Predictive clustering trees (PCTs) are tree structured models that generalize decision trees. Key properties of PCTs are that i) they can be used to predict many or all attributes of an example at once (multi-target), ii) they can be applied to a wide range of prediction tasks (classiﬁcation and regression) and iii) they can work with examples represented by means of a complex representation (Džeroski et al, 2007), which is achieved by plugging in a suitable distance metric for the task at hand. PCTs were ﬁrst implemented in the context of First-Order logical decision trees, in the system TILDE (Blockeel, 1998), where relational descriptions of the examples are used. The most known implementation of PCTs, however, is the one that uses attribute-value descriptions of the examples and is implemented in the predictive clustering framework of the CLUS system (Blockeel and Struyf, 2002). The CLUS system is available for download at http://sourceforge.net/projects/clus/.

Here, we extend the predictive clustering framework to work in the context of autocorrelated data.

For such data the independence assumption which typically underlies machine learning methods and multivariate statistics, is no longer valid. Namely, the autocorrelation phenomenon directly violates the assumption that the data instances are drawn independent from each other from an identical distribution (i.i.d.).
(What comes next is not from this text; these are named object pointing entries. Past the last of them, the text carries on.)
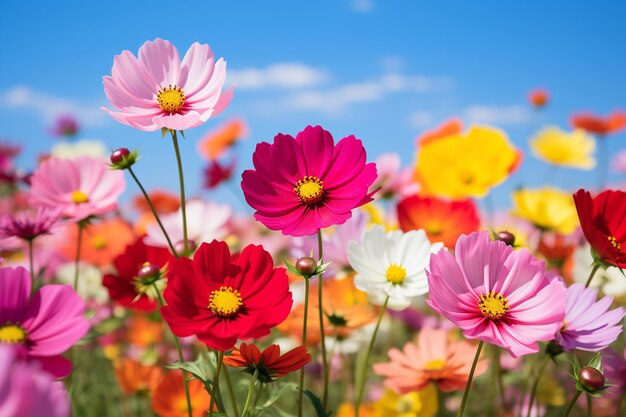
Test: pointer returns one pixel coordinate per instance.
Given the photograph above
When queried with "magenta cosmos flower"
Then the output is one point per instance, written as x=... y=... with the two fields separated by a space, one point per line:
x=302 y=185
x=157 y=90
x=588 y=323
x=79 y=188
x=496 y=294
x=44 y=326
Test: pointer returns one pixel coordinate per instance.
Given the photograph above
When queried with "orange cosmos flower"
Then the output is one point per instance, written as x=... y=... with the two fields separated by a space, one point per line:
x=599 y=125
x=268 y=364
x=135 y=378
x=216 y=142
x=442 y=220
x=434 y=359
x=169 y=397
x=101 y=242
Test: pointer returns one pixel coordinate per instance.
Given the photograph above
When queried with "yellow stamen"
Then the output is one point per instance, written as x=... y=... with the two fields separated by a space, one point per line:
x=396 y=274
x=493 y=305
x=171 y=99
x=225 y=302
x=310 y=190
x=12 y=334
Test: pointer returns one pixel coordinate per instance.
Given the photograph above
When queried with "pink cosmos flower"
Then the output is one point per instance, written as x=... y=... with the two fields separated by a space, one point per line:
x=157 y=90
x=44 y=326
x=496 y=294
x=302 y=185
x=588 y=324
x=28 y=391
x=79 y=187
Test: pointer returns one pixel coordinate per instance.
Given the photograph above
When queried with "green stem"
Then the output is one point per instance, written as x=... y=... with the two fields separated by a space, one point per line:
x=180 y=354
x=304 y=323
x=469 y=380
x=593 y=272
x=321 y=316
x=362 y=377
x=250 y=391
x=533 y=391
x=569 y=407
x=154 y=212
x=181 y=184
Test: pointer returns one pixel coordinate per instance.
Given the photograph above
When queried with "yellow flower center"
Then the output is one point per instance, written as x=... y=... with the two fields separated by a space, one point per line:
x=396 y=274
x=225 y=302
x=310 y=190
x=12 y=333
x=615 y=243
x=493 y=305
x=435 y=365
x=171 y=99
x=78 y=197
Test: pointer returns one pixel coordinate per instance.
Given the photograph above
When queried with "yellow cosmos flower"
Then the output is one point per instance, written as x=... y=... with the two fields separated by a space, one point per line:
x=547 y=208
x=556 y=147
x=465 y=165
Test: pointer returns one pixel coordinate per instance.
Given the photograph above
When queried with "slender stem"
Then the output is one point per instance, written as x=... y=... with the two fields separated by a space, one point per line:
x=181 y=184
x=569 y=407
x=304 y=323
x=180 y=354
x=154 y=212
x=469 y=380
x=79 y=243
x=593 y=272
x=250 y=391
x=533 y=391
x=216 y=382
x=362 y=376
x=321 y=315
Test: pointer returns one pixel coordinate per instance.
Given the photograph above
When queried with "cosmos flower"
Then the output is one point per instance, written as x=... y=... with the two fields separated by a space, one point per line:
x=43 y=326
x=79 y=187
x=496 y=294
x=268 y=364
x=391 y=265
x=442 y=220
x=556 y=147
x=246 y=297
x=547 y=209
x=157 y=90
x=302 y=185
x=435 y=359
x=602 y=221
x=588 y=324
x=474 y=163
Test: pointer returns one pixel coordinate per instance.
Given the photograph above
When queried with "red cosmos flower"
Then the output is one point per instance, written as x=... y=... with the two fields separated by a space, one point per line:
x=269 y=364
x=442 y=220
x=599 y=125
x=125 y=286
x=602 y=221
x=220 y=300
x=302 y=185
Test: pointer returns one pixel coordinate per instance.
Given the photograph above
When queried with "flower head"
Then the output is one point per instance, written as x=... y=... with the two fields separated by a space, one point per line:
x=302 y=185
x=268 y=364
x=391 y=265
x=156 y=90
x=496 y=294
x=220 y=300
x=588 y=324
x=435 y=359
x=79 y=188
x=556 y=147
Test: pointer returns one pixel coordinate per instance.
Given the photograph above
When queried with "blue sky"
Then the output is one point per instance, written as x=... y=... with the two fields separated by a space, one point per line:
x=384 y=71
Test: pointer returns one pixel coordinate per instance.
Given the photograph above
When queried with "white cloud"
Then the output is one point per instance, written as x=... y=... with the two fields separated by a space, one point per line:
x=498 y=115
x=49 y=106
x=286 y=75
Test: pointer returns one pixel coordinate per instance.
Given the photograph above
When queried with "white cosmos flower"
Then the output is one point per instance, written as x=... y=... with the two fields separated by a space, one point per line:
x=391 y=265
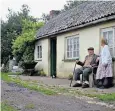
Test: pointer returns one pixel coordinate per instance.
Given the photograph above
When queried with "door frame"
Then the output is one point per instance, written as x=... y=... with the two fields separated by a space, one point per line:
x=53 y=56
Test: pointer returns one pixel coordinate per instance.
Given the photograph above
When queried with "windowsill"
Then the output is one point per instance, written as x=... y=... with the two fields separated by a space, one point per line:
x=70 y=60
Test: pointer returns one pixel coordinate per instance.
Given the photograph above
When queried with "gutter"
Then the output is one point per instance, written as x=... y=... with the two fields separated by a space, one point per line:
x=80 y=26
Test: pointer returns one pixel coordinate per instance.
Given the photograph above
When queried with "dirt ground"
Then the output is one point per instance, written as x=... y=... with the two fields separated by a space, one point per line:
x=27 y=100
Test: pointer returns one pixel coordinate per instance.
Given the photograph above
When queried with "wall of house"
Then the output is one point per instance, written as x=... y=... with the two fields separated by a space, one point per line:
x=43 y=62
x=88 y=37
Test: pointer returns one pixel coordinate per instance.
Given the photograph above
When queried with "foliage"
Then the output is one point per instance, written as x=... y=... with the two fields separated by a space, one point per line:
x=23 y=46
x=12 y=28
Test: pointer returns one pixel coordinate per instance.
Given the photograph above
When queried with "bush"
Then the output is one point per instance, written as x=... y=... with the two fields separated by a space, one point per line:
x=70 y=77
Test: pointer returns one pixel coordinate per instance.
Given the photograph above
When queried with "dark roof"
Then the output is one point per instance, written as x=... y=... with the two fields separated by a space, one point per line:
x=81 y=15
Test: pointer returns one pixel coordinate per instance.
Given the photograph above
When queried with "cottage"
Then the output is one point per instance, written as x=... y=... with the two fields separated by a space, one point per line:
x=66 y=37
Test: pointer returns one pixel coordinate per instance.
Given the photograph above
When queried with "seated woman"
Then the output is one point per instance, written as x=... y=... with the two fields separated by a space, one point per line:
x=104 y=75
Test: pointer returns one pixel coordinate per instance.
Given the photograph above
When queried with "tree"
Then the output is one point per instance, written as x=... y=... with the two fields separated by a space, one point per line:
x=12 y=28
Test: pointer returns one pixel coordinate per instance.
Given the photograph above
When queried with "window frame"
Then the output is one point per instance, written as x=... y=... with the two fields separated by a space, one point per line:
x=77 y=48
x=107 y=30
x=39 y=53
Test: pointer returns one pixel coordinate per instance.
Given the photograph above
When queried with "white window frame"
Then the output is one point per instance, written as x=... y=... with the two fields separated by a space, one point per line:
x=106 y=30
x=66 y=51
x=39 y=54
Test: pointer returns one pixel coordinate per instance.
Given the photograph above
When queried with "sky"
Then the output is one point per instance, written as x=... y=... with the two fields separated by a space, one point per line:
x=37 y=7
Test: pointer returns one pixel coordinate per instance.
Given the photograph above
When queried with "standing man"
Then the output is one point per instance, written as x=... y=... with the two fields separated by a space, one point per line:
x=86 y=69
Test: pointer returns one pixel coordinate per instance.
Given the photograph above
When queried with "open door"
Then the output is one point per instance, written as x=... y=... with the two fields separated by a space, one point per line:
x=53 y=57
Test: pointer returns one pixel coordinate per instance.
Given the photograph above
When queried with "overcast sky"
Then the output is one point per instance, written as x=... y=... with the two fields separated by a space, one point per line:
x=37 y=7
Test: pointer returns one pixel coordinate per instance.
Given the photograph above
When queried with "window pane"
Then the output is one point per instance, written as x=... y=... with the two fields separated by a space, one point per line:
x=67 y=41
x=75 y=40
x=77 y=53
x=70 y=54
x=114 y=52
x=71 y=41
x=67 y=54
x=38 y=52
x=111 y=51
x=74 y=54
x=105 y=35
x=110 y=38
x=70 y=48
x=75 y=47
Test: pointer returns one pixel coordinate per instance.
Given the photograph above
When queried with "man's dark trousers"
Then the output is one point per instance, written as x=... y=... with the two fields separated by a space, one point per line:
x=86 y=71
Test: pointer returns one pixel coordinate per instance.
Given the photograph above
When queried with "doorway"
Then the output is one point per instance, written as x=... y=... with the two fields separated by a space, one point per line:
x=53 y=42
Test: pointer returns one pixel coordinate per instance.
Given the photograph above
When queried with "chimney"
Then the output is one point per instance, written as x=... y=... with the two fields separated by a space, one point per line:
x=54 y=13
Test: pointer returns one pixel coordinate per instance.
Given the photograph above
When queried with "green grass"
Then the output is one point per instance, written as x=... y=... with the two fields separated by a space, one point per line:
x=29 y=106
x=52 y=90
x=6 y=107
x=27 y=84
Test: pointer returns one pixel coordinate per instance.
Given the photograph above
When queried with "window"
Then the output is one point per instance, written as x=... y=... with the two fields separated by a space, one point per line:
x=109 y=35
x=39 y=48
x=72 y=47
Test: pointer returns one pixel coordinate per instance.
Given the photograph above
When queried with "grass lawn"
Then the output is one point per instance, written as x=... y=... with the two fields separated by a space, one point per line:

At the same time, it offers the unique opportunity to improve the performance of predictive models which would take it into account.

Autocorrelation is very common in nature and has been investigated in different ﬁelds, from statistics and time-series analysis, to signal-processing and music recordings. Here we acknowledge the existence of four different types of autocorrelation: spatial, temporal, spatio-temporal and network (relational) autocorrelation, describing the existing autocorrelation measures and the data analysis methods that consider them. However, in the development of the proposed algorithms, we focus on spatial autocorrelation and network autocorrelation. In addition, we also deal with the complex case of predicting structured targets (outputs), where network autocorrelation is considered.

In the PCT framework (Blockeel, 1998), a tree is viewed as a hierarchy of clusters: the top-node contains all the data, which is recursively partitioned into smaller clusters while moving down the tree.

This structure allows us to estimate and exploit the effect of autocorrelation in different ways at different nodes of the tree. In this way, we are able to deal with non-stationarity autocorrelation, i.e., autocorrelation which may change its effects over space/networks structure.

PCTs are learned by extending the heuristics functions used in tree induction to include the spatial/network autocorrelation. In this way, we obtain predictive models that are able to deal with autocorrelated data. More speciﬁcally, beside maximizing the variance reduction which minimizes the intra-cluster distance in the class labels associated to examples, we also maximize cluster homogeneity in terms of autocorrelation at the same time doing the evaluation of candidate splits for adding a new node to the tree. This results in improved predictive performance of the obtained models and in smother predictions.